If you’re looking for a career where you make top dollar, where you can live just about anywhere and where there are plenty of opportunities, the electricity sector is for you. It offers dozens and dozens of different kinds of jobs with great pay and lots of room to advance.

Are you good with your hands? A math whiz? A technology guru? A people person? No matter what flavour of person you are, there’s a job for you in electricity. The variety of jobs in the sector is simply astounding. And as the current workforce gets older the demand for skilled people keeps growing. Your options keep on multiplying.

With the coming wave of retirements in the industry and a rise spending on infrastructure, women will become an increasingly important part of the electricity workforce. Employers are looking to hire intelligent, capable, hard-working women to join their organizations. Now is your chance to become a woman of power.

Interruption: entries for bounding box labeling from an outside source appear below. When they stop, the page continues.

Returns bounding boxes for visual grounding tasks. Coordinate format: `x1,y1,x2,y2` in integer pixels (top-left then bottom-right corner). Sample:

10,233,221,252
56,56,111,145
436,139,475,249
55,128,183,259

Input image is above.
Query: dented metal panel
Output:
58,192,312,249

Finding a career in electricity can take many pathways. Each has its own set of steps that one must take but all can lead you to a rewarding, stable, well-paying career.


If you like to learn things by actually doing them, an apprenticeship is the way to go. On-the-job training (alongside an electrician, for example) counts for about 80% of apprenticeships. The remaining 20% involves classroom instruction at a community college or other training institution. This is where you get to connect your practical know-how with the theory behind it.

One of the best rewards of apprenticeships is that you get paid while you’re learning. No need to rack up huge student debt in order to get a good job. Once you earn your certification you can write your own ticket… like working in different parts of Canada, being your own boss or teaching others to get where you are.

Pre-apprenticeship programs are a good option for students interested in developing their skills. Part-time Secondary School Apprenticeships, Ace-It and Foundation Programs are all designed to help you take your first steps towards getting your certification.


Community Colleges specialize in offering a combination of practical and theoretical knowledge. They are great places to learn the skills you need for a variety of jobs. Some schools even offer co-op programs that allow you to get real-world job experience between semesters.

There are so many college programs that can open the door to a career in the electricity sector, we couldn’t possibly go into them all. Seeing that the electrical grid is entirely based on technology, it’s pretty obvious that a large number of jobs require specialized technical knowledge. If you want a job in the industry, you can’t go wrong with a diploma as an electrical technologist or technician.

Colleges offer the advantage of being accessible to more people. Since they are found in a larger number of cities and towns than universities, you have a better chance of receiving an education or near the place where you live.

Typically, college programs run 2-3 years. Talk to your school guidance counselor if you’d like to find out more about your options.


Certain jobs are only open to you if you have qualifications such as a bachelor’s or master’s degree in a specialized field. People from all kinds of university backgrounds work in the electricity sector, from Environmental Science or Finance majors to Civil Engineers. Given technical challenges of running a system as complex as the power grid, it’s not suprising that the industry relies heavily on the Engineering profession, with Electrical, Civil and Mechanical Engineers being the most common.

During your university studies, you have the option of taking courses in other fields. Knowledge you’ve acquired outside your particular field (in business administration or communications for example) can really come in handy in your job.

Generally, a bachelor’s degree takes 4 years to complete, a master’s degree is another 2 years, and it takes a few years more to get all the way to a PhD. Some professions such as Engineering, require you pass a test and gain work experience after graduation before you can get your full credentials.